Alex Payne wrote some rules for computing happiness. I take issue with some of these rules, particularly:
- 1. Use as little software as possible.
- 2. Use software that does one thing well.
- 3. Do not use software that does many things poorly.
- 7. Do not use software that isn’t made specifically for your operating system. (You’ll know it when you see it because it won’t look right or work correctly.)
- 10. Do not use your text editor for tasks other than editing text.
There are a few pieces of software I use daily, which contradict some of these rules. They are: Emacs, Firefox, and QuickSilver. Each has one thing it does extremely well. Emacs is the best tool for editing text. Firefox is the best tool for browsing the web. QuickSilver is a little harder to nail down, but I’d describe it as the best tool for managing and taking simple actions on lists.
All this software is also extremely hackable. Indeed, the very reason why they are such incredible tools comes down to this extensibility. If there’s not a function in Emacs to automatically delete only the odd paragraphs in pages 52 – 67 (inclusive) of that Great American Novel you’ve been working on, you can write one, almost trivially. If you love browsing I Can Has Cheezburger but don’t like the layout, your fix is a Greasemonkey script away. If you really want to be able to easily slap your friends about with a large trout – via SMS or email or IM or whatever – you can do it with a QuickSilver plugin.
These apps also do many things poorly. I wouldn’t want to use Firefox as a FTP or IRC client. I wouldn’t want to use QuickSilver as a subversion client. And is Emacs really the best way to play Tetris?
But these apps have such great core strengths that they can – and should – be applied elsewhere. They’re great tools! Using great tools makes people happy. When you get used to your awesome tool and you have to do stuff without it, you’re unhappy.

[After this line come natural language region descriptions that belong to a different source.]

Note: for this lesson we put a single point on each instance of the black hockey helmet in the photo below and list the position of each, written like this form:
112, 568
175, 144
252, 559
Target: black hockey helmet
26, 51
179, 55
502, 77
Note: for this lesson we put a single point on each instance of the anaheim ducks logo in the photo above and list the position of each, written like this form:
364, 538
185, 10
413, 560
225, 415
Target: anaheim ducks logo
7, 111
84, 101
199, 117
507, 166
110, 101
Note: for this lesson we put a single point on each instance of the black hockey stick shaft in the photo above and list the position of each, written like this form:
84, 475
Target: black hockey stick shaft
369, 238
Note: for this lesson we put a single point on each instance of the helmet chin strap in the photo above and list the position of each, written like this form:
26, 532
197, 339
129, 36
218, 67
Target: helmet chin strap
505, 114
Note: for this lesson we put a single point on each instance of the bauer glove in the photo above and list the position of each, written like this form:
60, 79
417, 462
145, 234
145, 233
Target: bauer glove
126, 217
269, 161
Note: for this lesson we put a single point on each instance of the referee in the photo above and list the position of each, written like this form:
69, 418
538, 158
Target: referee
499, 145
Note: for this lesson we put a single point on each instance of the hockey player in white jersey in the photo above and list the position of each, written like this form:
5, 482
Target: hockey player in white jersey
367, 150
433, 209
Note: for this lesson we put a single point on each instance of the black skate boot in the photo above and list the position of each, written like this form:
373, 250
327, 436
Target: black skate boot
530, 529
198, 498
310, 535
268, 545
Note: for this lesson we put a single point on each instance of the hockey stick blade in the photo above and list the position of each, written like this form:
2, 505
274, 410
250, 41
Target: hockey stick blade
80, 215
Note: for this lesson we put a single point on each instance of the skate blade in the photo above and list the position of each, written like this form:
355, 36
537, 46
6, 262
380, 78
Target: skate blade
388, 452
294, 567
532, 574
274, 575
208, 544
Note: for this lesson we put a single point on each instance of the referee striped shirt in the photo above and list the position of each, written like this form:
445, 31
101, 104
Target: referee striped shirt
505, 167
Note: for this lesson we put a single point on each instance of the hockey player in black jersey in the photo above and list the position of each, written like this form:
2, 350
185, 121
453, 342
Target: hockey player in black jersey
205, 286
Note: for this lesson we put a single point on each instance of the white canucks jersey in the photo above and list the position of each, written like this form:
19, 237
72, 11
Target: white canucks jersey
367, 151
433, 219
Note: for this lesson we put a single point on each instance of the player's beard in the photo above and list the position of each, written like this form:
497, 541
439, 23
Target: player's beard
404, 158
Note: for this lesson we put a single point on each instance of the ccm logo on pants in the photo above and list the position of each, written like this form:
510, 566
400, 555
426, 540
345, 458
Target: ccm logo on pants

“Do not use your text editor for tasks other than editing text?” I mean, come on! Look around you! It’s all text. HTML, CSS, XML, JavaScript, SVG, HTTP, TeX, XSLT, SQL – all text! I’m writing this blog in Emacs right now! Of course Emacs isn’t the best web browser there is. But it is the best text editor. So when I want to write, I mean really write, and not get pissed at the horrible WordPress editor, or the lobotimized OS X readline bindings, what do I do? I use Emacs. This app that violates four of the fourteen rules Alex lays out makes me infinitely happier than using anything else.

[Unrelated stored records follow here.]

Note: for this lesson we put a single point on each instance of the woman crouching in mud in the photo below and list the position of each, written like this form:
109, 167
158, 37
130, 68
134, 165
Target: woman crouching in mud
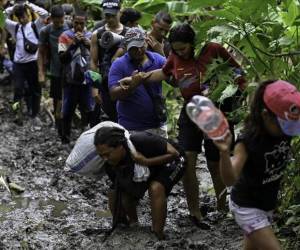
127, 158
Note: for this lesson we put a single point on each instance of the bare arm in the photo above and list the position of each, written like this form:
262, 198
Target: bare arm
42, 53
231, 167
152, 76
119, 93
94, 53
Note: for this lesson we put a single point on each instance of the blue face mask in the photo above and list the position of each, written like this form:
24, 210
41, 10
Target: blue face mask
289, 127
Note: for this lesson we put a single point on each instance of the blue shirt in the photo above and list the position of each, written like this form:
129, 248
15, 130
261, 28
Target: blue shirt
136, 112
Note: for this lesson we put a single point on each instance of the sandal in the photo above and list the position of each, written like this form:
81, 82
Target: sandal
199, 222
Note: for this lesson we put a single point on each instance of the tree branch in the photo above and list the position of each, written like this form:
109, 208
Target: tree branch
246, 58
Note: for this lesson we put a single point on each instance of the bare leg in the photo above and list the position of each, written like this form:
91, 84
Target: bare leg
262, 239
111, 204
158, 207
129, 204
213, 167
248, 245
191, 185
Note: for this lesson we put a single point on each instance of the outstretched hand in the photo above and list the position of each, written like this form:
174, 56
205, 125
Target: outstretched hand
131, 82
224, 145
139, 158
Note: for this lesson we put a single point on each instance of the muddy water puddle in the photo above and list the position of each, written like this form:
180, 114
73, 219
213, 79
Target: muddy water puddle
59, 210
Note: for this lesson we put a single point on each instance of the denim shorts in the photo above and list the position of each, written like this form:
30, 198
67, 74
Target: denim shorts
250, 219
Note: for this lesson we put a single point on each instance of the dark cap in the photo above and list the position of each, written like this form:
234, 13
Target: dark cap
111, 6
135, 37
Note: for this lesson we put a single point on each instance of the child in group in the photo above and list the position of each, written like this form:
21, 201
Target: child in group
187, 71
261, 153
135, 164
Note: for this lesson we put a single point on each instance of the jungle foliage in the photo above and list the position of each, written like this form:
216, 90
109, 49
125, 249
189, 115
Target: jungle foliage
264, 37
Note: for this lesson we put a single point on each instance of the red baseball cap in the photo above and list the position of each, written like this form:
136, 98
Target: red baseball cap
283, 99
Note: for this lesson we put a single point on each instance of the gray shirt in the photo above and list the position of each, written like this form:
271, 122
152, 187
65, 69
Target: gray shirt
49, 37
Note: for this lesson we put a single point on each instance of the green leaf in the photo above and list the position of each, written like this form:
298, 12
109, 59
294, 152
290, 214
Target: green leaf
177, 6
2, 20
195, 4
229, 14
229, 91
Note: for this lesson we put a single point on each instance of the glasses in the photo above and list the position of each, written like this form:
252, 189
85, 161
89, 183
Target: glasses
108, 15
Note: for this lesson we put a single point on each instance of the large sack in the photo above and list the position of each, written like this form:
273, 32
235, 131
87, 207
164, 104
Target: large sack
84, 159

Firefox isn’t made specifically for any OS, yet it’s still the best tool there is for browsing and developing on the web. I should toss all that out the window because it doesn’t look the same as a native app? It does a ton of things poorly, but that same hackability has given us Firebug, easily the most comprehensive tool for developing front-end web sites there is. It’s given us Adblock Plus, without which I think I would prefer Emacs to browse the web, just to get away from the ads.
I’d suggest that if you want computing happiness, you use the tools that make you the most happy instead of following the advice of random guys on the internet (myself excluded).
Unless that’s Windows. Man, that’s just sick.